@matt Apologies for wall of text, but it's a nuanced topic which I am not able to do justice succinctly.
This is hard to give a precise answer to because “work” is not a discrete binary category here. (I suspect this might also be driving some of the disagreements). Personally I am specifically worried about code that compiles and seem to do the right thing… yet have security, reliability or other quality problems that are not caught. Sure human programmers also make that kind of mistake
I suppose the short honest answer for I think I both don't think it works well enough to my satisfaction. Specifically, to me, one of the great things about software is how it's deterministic (well, mostly).
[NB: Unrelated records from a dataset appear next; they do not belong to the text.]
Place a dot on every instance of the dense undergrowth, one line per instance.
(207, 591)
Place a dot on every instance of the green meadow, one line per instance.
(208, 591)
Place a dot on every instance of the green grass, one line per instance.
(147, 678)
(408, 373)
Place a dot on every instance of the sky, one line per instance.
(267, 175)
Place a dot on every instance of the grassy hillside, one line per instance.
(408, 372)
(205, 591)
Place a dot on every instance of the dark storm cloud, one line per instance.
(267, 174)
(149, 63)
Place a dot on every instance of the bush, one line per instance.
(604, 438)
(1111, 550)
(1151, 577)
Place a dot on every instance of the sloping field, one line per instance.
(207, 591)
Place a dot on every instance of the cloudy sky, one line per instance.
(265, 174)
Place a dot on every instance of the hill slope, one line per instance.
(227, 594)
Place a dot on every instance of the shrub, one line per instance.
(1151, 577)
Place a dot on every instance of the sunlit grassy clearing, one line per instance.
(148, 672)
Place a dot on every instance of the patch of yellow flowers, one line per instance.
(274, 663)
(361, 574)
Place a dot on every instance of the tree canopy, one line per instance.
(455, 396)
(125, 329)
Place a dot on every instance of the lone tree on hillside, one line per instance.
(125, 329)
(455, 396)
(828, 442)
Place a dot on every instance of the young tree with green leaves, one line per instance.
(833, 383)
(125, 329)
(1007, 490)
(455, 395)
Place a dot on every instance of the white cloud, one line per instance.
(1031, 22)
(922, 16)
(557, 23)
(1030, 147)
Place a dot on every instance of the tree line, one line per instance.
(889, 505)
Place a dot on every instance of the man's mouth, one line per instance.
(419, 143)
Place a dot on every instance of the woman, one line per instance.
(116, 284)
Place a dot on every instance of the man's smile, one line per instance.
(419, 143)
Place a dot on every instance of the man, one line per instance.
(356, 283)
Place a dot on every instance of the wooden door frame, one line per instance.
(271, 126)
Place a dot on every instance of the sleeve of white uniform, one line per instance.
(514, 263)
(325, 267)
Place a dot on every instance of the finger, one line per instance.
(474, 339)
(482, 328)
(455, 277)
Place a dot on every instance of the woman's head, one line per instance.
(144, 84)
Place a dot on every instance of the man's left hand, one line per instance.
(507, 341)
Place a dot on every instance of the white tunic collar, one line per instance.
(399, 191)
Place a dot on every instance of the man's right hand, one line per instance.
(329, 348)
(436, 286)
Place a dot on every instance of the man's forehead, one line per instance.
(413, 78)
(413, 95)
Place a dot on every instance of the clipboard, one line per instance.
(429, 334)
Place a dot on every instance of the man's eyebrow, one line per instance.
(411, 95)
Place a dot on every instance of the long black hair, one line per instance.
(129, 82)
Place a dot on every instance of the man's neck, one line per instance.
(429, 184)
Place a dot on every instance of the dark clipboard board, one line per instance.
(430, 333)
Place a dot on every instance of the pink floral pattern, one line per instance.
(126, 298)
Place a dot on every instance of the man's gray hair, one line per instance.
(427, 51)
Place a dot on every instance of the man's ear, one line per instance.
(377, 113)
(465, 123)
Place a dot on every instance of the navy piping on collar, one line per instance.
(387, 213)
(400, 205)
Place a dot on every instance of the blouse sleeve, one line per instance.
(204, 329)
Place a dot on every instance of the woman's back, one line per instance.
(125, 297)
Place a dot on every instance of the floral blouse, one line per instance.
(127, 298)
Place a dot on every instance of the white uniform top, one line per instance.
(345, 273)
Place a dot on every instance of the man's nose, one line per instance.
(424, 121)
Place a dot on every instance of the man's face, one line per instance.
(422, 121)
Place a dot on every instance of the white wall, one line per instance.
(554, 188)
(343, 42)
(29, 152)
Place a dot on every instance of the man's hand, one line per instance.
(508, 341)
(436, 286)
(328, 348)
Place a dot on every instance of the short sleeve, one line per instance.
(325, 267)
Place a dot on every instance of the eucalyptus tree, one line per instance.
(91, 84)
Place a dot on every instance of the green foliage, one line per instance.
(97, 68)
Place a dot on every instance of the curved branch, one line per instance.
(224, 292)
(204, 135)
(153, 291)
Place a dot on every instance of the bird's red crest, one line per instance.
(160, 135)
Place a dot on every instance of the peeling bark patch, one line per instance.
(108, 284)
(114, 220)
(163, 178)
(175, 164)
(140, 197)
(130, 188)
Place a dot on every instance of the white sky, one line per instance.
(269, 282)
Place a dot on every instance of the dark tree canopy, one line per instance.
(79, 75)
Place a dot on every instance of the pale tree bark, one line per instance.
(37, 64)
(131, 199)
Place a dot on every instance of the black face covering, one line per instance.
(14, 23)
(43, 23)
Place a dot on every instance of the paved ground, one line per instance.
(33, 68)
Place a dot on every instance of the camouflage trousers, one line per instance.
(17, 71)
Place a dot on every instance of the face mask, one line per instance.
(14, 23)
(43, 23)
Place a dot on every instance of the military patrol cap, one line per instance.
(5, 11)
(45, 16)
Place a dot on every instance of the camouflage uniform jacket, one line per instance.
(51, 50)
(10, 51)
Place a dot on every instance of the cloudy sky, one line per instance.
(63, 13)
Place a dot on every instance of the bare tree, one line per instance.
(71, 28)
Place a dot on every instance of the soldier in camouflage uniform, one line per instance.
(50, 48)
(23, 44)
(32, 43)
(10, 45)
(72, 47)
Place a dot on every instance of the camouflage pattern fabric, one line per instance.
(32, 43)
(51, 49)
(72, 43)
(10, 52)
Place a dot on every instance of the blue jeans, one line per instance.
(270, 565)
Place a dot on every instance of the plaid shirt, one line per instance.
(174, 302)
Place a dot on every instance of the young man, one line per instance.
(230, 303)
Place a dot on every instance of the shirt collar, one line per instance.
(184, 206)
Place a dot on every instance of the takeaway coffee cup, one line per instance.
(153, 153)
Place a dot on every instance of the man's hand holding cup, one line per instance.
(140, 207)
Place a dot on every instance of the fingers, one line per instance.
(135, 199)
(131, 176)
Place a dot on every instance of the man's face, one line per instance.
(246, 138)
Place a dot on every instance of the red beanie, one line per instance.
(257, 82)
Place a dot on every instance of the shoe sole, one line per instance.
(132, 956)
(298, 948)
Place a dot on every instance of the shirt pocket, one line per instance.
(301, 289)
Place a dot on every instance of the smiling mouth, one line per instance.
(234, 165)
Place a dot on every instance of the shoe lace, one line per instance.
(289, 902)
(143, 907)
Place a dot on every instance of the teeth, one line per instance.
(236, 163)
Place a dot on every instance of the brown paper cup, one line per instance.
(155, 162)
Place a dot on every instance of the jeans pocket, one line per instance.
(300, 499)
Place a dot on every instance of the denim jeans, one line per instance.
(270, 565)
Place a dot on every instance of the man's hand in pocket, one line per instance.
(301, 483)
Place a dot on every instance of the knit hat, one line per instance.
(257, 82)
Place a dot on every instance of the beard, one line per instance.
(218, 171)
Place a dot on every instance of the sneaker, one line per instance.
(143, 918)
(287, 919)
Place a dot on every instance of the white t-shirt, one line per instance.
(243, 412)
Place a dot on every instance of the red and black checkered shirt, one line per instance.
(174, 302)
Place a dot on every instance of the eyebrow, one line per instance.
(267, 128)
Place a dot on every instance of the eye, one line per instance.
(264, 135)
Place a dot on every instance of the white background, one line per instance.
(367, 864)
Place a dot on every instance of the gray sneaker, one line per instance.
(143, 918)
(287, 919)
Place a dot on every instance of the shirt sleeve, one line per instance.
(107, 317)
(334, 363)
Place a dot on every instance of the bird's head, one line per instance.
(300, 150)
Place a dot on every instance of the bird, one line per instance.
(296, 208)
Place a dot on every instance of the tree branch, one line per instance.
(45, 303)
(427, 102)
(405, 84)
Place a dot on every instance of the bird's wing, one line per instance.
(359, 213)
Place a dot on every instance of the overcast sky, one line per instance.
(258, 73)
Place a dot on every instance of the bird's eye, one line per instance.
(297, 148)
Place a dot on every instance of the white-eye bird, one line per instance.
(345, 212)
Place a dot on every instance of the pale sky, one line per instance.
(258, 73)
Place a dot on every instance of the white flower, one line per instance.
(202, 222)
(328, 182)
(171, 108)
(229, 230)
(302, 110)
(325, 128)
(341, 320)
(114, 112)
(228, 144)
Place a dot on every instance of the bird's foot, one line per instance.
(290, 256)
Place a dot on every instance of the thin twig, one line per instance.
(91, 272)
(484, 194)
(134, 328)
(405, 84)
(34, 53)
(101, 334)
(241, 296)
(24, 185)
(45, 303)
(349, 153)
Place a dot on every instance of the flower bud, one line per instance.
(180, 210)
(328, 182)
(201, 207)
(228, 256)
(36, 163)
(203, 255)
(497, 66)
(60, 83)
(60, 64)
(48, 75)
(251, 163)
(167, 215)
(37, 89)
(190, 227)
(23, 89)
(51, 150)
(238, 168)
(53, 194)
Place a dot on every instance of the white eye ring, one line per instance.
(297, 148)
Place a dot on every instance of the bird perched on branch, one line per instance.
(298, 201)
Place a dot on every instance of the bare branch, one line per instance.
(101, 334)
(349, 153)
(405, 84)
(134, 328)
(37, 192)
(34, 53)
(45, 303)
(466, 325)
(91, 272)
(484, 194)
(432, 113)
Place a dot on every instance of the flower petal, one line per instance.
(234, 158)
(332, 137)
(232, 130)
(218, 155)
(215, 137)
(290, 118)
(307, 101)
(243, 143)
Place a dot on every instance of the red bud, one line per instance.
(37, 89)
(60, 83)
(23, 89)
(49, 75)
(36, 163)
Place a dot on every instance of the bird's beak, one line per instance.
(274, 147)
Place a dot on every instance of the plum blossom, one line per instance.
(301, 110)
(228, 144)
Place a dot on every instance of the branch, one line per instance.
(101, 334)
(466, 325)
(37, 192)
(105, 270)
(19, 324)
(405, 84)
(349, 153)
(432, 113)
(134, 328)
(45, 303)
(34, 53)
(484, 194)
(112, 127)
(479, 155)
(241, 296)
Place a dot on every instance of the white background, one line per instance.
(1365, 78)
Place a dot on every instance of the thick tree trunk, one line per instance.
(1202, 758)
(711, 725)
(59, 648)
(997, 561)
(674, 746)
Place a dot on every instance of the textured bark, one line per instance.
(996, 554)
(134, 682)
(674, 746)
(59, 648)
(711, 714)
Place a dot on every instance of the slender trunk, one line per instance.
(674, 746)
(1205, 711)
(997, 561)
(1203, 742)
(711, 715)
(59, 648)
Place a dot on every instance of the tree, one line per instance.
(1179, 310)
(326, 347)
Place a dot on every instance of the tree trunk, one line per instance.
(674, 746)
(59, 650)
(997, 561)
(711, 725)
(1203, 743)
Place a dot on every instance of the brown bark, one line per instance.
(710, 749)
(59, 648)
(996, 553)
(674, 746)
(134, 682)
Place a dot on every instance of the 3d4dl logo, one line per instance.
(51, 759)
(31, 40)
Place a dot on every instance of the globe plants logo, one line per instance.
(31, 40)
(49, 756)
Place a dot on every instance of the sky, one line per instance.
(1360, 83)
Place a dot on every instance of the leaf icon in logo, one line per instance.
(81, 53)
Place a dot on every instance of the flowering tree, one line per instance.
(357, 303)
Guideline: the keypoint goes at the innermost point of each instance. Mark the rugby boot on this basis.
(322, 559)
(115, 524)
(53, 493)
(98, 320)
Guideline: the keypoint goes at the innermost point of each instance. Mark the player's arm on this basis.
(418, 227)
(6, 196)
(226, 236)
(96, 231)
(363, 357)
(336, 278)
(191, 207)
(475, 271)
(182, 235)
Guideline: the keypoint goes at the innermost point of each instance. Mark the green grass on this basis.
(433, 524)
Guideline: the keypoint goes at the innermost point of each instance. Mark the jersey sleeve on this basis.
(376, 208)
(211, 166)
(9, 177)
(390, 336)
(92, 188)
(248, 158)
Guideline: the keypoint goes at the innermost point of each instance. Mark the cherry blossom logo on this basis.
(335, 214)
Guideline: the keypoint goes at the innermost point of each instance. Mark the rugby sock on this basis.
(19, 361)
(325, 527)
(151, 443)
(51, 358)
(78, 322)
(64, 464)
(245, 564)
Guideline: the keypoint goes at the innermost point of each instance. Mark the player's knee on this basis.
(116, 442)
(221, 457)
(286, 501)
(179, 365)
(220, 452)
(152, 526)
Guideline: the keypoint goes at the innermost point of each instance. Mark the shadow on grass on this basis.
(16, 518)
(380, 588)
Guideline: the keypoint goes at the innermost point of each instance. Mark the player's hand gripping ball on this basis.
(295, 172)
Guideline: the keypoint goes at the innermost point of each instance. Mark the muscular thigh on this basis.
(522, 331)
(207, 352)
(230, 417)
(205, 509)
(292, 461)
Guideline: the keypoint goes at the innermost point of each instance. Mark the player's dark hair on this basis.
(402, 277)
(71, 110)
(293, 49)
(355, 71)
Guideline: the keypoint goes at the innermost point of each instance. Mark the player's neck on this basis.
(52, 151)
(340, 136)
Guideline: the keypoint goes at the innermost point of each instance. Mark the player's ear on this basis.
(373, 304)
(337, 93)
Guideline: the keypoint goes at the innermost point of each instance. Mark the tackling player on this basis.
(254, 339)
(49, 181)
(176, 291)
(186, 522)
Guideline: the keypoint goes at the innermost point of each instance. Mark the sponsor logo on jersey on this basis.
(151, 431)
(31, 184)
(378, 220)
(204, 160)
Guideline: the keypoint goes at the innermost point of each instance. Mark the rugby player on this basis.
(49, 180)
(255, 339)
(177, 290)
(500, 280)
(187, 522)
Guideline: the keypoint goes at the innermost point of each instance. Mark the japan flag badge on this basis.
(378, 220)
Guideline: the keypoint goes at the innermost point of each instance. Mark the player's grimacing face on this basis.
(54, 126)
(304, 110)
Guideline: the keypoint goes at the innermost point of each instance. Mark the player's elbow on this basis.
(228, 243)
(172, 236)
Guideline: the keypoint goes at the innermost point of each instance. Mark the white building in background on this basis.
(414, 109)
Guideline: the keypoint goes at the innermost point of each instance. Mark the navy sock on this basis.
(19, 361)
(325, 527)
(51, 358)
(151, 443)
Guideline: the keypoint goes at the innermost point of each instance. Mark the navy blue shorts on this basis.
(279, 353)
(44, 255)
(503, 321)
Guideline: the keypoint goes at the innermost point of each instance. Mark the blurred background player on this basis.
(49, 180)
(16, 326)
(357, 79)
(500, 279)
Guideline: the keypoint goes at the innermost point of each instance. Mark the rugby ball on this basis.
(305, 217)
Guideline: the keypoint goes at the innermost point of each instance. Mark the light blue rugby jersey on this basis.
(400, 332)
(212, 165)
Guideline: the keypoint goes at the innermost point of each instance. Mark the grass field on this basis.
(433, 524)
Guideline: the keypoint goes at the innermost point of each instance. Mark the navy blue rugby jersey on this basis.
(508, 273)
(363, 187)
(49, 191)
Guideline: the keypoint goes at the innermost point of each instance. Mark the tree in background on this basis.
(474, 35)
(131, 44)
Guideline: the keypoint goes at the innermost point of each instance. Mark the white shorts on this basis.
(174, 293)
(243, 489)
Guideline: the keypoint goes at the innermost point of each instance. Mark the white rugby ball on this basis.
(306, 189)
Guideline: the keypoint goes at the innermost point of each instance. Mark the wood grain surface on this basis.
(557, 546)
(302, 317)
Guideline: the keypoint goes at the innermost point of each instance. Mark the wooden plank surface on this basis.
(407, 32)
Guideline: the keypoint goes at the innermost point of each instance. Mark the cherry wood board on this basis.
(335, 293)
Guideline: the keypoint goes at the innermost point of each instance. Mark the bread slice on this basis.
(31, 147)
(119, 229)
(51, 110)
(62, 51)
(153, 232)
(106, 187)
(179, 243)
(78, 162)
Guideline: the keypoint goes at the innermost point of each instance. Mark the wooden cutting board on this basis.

Considering that randomness is core how what makes LLMs work well (to the degree they do), I have a hard time accepting that as “working” I suppose.
I think this is interesting, because I suspect a lot of us are looking at the same data, but we're interpreting it differently (think of two researchers categories statistical numbers differently… they have different viewpoints despite looking at the exact same raw data).
I *do* know of devs who are very clear that if it worked as claimed it would not change their opinion a dime. I would like to be believe I am one of those, but I have not been in the situation where I have been genuinely convinced they work well. A lot of aspects of tech are already highly immoral yet I still participate in at least some of that tech (but I also reject some and have made some parts of my tech life significantly less convenient because of it).
Another aspect of why I don't use LLM is neither about its ethics or how well it works, but the fact that I'm apprehensive of the cognitive effects it will have on *me*. Whether it's human language or writing, both of those are useful way to *think through problems* and carefully consider ideas and how they connect. I am not confident that my abilities for abstract reasoning will not be negatively affected by LLM usage, so that is also I reason I refrain.